Cyclist has to push into traffic
Rejoining a traffic stream after a very short cycle track in Nailsea

click photo for more information

Maps
Free cycle maps are available from the four councils for North Somerset, Bristol, South Gloucestershire, and Bath & NE Somerset (BaNES). Cyclists have been involved in their production and campaigners' comments have been incorporated when maps have been revised before reprinting. We continue to send in comment on inaccuracies and omissions. The maps are useful and we recommend you get several for your household. Phone the cycling officer or ask at a library, council offices or bike shop. You can also assist with distributing the maps - ask for a quantity and leave them with any bike shop or other likely place. (And remove any old first-issue maps - these have no date on the front).

Warning - the maps disintegrate rapidly when wet!

If you see an error or have a comment, report it to the cycling officer at the council and communicate it to fellow cycle users via the email group.

Cycling Satisfaction Maps
We have a long term project preparing a map of North Somerset showing the quality of the roads for cycling and picking out the hazards. Some of the information already gained has been added to the council's cycling map (free from North Somerset Council).
Hazard reports detail safety hazards or inconveniences that arise from poor design or speed limits set too high.
Let us know about danger points, and where infrastructure is designed to inconvenience cyclists and push them off the road. Remember the stated policy of the council is to increase cycling and reduce motoring. Do they live up to their word?

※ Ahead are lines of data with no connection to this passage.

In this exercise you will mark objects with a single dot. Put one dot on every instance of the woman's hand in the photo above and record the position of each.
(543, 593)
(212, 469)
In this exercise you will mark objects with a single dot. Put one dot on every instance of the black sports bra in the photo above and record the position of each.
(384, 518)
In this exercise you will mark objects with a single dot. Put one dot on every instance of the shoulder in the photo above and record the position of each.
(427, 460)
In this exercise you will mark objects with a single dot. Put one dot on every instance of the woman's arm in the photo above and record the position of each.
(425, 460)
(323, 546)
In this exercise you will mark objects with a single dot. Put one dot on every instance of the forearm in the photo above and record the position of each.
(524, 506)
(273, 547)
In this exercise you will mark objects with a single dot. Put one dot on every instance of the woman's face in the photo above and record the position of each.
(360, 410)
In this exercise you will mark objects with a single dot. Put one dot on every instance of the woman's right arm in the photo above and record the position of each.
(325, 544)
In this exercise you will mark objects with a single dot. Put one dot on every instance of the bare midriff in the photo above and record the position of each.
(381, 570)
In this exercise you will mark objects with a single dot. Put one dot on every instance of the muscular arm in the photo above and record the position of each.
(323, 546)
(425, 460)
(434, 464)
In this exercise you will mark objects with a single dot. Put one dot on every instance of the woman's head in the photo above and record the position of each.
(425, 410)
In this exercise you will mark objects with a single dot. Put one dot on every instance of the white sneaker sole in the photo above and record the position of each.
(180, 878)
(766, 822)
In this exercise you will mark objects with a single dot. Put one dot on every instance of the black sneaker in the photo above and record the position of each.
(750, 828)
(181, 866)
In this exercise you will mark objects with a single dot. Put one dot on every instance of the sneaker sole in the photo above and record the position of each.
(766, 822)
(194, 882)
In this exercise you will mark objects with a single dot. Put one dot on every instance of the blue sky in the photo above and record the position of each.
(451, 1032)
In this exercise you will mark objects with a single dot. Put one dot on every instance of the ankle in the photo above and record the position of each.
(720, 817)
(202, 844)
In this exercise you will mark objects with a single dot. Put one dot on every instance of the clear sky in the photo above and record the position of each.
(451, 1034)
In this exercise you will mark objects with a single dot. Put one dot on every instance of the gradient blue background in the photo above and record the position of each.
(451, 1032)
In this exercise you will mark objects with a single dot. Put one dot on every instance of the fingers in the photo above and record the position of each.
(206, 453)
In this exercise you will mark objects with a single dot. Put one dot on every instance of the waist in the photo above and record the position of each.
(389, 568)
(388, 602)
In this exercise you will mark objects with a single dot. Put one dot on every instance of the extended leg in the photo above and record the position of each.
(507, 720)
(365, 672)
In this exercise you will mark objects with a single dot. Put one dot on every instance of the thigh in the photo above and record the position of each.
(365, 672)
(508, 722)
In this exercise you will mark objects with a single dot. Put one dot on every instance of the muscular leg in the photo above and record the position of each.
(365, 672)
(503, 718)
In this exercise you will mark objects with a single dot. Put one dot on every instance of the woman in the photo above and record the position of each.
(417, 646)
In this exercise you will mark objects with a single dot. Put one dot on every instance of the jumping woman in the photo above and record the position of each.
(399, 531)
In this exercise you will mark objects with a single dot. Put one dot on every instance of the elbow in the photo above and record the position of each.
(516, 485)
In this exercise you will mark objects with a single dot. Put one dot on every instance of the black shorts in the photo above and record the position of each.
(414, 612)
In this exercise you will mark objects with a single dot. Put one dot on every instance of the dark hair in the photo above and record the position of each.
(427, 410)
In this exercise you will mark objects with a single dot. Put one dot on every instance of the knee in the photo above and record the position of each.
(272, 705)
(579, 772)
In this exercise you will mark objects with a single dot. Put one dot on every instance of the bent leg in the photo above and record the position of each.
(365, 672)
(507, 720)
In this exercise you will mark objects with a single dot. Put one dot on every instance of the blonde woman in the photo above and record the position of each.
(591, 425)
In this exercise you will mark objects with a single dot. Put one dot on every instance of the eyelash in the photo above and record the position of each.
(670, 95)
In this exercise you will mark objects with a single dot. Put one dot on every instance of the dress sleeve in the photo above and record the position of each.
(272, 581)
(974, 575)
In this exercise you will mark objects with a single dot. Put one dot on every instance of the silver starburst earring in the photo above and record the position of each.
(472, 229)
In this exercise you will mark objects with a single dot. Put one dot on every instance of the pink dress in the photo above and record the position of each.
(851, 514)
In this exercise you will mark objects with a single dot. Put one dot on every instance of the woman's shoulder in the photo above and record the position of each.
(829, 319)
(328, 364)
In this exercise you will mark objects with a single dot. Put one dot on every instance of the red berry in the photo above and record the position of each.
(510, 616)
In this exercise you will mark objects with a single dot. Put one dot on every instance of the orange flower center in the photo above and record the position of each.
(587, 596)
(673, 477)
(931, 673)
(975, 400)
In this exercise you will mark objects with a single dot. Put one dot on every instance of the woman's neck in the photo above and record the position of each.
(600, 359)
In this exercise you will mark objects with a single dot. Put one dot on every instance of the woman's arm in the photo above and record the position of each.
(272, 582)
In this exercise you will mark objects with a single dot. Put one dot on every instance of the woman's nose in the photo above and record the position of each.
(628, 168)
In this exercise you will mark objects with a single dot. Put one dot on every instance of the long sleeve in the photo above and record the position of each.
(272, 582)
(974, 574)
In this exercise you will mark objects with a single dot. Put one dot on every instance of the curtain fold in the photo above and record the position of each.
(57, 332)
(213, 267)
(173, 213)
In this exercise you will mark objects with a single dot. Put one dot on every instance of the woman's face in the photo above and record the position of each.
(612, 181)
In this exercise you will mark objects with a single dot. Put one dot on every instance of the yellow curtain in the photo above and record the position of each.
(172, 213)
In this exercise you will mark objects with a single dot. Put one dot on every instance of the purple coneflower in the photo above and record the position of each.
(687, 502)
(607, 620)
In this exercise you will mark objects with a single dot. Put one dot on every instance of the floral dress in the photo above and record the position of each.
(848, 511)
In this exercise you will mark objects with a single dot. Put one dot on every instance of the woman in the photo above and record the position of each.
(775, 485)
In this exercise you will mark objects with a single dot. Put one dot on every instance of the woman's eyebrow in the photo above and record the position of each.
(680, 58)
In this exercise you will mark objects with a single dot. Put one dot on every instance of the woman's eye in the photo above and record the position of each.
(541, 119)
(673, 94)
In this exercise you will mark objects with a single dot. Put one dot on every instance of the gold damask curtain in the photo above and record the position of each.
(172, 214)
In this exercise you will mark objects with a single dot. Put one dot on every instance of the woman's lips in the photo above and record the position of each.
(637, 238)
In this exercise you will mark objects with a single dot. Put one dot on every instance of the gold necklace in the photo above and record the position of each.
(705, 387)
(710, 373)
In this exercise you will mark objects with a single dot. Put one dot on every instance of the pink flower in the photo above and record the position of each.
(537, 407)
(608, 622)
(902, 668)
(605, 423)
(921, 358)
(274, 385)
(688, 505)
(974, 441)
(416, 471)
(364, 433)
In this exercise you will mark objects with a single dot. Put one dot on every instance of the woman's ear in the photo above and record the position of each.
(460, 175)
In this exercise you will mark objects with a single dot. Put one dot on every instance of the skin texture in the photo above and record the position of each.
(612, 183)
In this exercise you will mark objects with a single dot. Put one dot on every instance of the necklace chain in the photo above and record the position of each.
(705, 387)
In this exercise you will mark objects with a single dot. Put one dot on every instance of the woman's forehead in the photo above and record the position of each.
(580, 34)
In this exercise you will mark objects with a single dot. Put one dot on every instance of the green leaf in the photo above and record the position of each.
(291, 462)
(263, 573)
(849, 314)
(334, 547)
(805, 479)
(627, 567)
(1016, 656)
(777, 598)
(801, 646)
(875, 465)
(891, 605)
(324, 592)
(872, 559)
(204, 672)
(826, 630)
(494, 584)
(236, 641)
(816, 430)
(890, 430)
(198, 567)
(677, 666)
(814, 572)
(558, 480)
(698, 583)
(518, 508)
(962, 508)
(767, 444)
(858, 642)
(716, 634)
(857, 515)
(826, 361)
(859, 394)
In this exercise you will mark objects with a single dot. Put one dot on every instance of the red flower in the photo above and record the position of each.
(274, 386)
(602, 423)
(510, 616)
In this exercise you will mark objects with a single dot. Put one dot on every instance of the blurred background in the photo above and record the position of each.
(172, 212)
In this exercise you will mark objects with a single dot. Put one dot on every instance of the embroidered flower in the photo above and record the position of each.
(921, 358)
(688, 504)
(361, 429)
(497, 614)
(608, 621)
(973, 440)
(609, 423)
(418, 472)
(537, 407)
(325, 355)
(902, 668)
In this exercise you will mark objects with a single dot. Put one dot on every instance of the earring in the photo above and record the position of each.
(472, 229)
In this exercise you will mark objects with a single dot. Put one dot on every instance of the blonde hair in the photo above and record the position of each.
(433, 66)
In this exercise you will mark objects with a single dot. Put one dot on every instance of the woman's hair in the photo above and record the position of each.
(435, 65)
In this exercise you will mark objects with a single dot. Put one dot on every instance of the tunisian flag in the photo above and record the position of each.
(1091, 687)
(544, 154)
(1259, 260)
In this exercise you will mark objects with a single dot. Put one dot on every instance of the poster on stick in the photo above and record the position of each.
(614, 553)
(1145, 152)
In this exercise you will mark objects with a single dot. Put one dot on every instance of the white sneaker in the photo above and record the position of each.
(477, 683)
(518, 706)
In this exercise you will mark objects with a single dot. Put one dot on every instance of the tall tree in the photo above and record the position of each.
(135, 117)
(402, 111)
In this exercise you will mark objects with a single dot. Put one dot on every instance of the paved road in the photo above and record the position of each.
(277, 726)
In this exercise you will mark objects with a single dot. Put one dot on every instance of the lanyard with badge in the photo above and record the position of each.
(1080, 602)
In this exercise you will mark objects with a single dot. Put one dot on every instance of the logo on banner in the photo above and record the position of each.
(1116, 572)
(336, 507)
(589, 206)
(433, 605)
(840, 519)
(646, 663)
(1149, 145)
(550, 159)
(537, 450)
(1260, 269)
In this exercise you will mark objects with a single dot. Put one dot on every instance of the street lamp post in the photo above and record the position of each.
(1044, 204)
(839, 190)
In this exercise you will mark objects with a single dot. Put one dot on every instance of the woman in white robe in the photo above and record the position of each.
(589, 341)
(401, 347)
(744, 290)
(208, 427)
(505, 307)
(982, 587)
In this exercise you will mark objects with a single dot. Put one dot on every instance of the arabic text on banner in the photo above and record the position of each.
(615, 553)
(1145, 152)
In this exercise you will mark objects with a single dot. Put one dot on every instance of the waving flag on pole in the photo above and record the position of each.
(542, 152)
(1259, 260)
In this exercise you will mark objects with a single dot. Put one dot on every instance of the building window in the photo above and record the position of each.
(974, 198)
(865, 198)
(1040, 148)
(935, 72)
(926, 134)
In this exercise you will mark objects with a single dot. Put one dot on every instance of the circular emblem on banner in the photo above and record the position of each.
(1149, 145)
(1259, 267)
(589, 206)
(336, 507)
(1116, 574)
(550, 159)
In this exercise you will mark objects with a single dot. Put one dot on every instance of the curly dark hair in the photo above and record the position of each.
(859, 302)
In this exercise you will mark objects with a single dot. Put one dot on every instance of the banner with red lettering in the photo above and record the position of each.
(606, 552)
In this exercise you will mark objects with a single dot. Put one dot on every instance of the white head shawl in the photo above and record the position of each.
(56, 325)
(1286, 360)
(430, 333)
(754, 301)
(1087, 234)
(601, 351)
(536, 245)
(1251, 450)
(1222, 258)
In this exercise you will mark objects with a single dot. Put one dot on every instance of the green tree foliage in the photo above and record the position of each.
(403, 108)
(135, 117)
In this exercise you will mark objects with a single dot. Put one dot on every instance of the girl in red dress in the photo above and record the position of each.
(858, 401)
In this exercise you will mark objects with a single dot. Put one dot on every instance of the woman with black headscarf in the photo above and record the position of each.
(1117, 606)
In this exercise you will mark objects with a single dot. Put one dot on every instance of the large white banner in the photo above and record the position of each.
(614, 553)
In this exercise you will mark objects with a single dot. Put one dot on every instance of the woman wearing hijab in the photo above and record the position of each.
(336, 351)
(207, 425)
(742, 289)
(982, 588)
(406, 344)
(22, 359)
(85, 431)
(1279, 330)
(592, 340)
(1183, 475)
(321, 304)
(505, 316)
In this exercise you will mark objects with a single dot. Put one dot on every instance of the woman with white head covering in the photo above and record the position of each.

THE HIERARCHY OF SOLUTIONS from Cycle Friendly Infrastructure - the design manual that North Somerset should be using - and say they use - do they?

“Cyclists have the road network available to them for their use. Where use of this network is rendered unattractive or dangerous by traffic conditions, there is no single correct solution to providing a suitable infrastructure for cycling and local conditions will frequently dictate which solutions are possible. However, the following hierarchy of solutions indicates the possible strategies in order of preference. Each strategy should be thoroughly considered before a solution is chosen.

  1. Traffic reduction
  2. Traffic calming and restraint
  3. Junction treatment and traffic management
  4. Redistribution of space on the carriageway
  5. Cycle lanes and cycle tracks

Where special facilities are provided for cyclists these should, in principle, be taken from road space that is currently devoted to motor vehicles, rather than from pedestrians.”